Bossa Nova 50 anos: Coleção Folha nas bancas
Foto: Folha Imagem
Capa do livro/CD sobre Tom Jobim, Volume 1, Coleção Folha 50 anos de Bossa Nova
Primeiro foi a Editora Abril, que vem publicando na edição mensal da Revista Bravo o suplemento “Coleção Bravo, 50 anos de Bossa Nova”. Agora é a vez do Grupo Folha que a partir deste domingo (10), coloca nas bancas a “Coleção Folha 50 Anos de Bossa Nova”. Diferente da Editora Abril, que publica um fascículo impresso (o do mês de agosto - número 8 - é dedicado ao compositor e músico Roberto Menescal), a coleção da Folha é composta por 20 livros-CDs e em 19 semanas vai traçar um panorama desse estilo musical derivado do samba que se imortalizou.
Os dois primeiros volumes são dedicados ao maestro Antonio Carlos Brasileiro Jobim e ao cantor Dick Farney. São vendidos juntos, no sistema "leve 2 e pague 1". Outros ícones da Bossa Nova, como o poetinha Vinicius de Moraes, o músico e compositor Baden Powell, o músico e compositor Carlos Lyra, a cantora Nara Leão, o maestro e instrumentista João Donato e o cantor Johnny Alf, também terão suas obras nas edições seguintes.
"As pessoas continuam apaixonadas pela bossa nova", diz o jornalista, escritor e colunista da Folha Ruy Castro, convidado para redigir os textos da coleção. "Hoje você pode ver numa loja uma parede inteira de CDs de bossa nova. Raramente há uma semana que não tenha um show do Roberto Menescal, da Wanda Sá, do Carlinhos Lyra ou do Marcos Valle. Além disso, tem uma garotada nova tocando muita bossa nova por aí."

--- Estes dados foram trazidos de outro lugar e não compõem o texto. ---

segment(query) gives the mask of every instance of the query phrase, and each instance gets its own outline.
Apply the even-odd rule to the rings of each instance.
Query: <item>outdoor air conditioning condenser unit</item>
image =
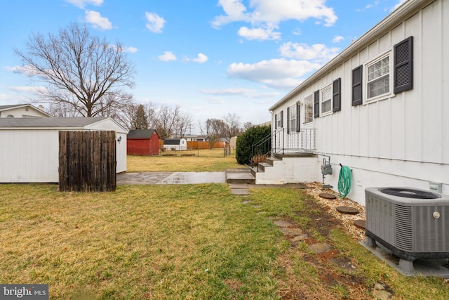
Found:
[[[404,273],[417,259],[449,258],[449,195],[413,188],[365,190],[366,244],[400,258]]]

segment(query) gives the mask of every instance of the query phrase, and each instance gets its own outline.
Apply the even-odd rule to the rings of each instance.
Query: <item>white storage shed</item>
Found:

Ruy Castro é autor de livros dedicados ao estilo, como "Chega de Saudade - A História e as Histórias da Bossa Nova" (1990) e "A Onda que se Ergueu no Mar - Novos Mergulhos na Bossa Nova" (2001). Ele, no seu estilo característico, mostra na coleção da Folha os perfis de 20 de seus compositores, intérpretes e instrumentistas mais significativos.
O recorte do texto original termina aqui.